The huge success of Abduction encouraged a follow-up release of more new material on the Lost in Time EP also released in 1993. A copy of this EP found it’s way to one of the UK’s top DJ’s at the time, Sasha who was so taken by the track Gulf Breeze that he offered to record 2 remixes just for the fun of it, as long as Planet Dog released them! (as the limited edition Sasha Remixes EP) The year rounded off nicely with the band being voted Best Dance Act in the NME annual reader’s poll.
1994 saw Eat Static entering a long period of almost full time recording and performing. The tracks kept coming and the live shows got more and more spectacular as the band played bigger and bigger events. Their second album, Implant was released to great acclaim and was swiftly followed in the same year by a video album featuring tracks from Abduction along with some new material.The band spent much of 1995 and 1996 on tour, often with Megadog or other Planet Dog label-mates but still managed to produce the excellent Epsylon and Bony Incus EP’s as well as writing the material for the Hybrid EP’s which were released early in 1997.
By 1997, Eat Static had evolved into a 2-piece, (Steve Everitt having slowly and amicably departed to pursue a career writing library music) renowned for it’s awesome live shows and diverse musical styles. This diversity was well represented on their 3rd album Science of the Gods, whose release, in conjunction with the Interceptor (and later, Contact) EP’s, came very close to propelling the band into the UK top 40 singles chart! Top of the Pops even phoned up to sound out the band for an appearance on the next week’s show! Sadly, Eat Static ended up at no.41, denying the band a new career appearing on kid’s TV shows, pop spectaculars and in the tabloid press, but with their reputations and credibility intact!

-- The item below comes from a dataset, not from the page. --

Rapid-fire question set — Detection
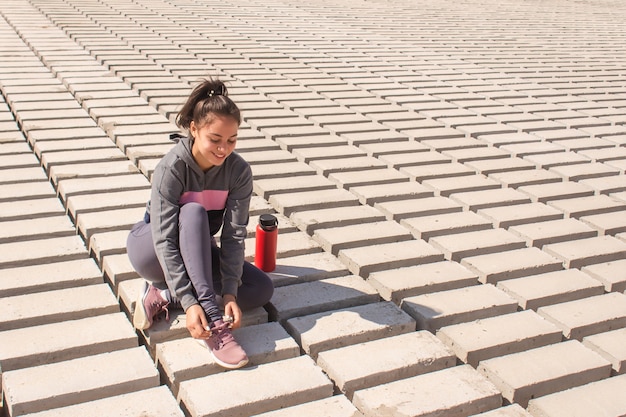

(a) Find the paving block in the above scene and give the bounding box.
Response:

1998 saw the release of the band’s 4th album B-World recorded live at various gigs over the previous year and intended as a final nod to the techno-influenced style of live sound that the band were now moving away from.
In 1998 the band departed from Planet Dog Records to pursue new musical pastures via their own label Mesmobeat, on which they have continued to release albums to the present day.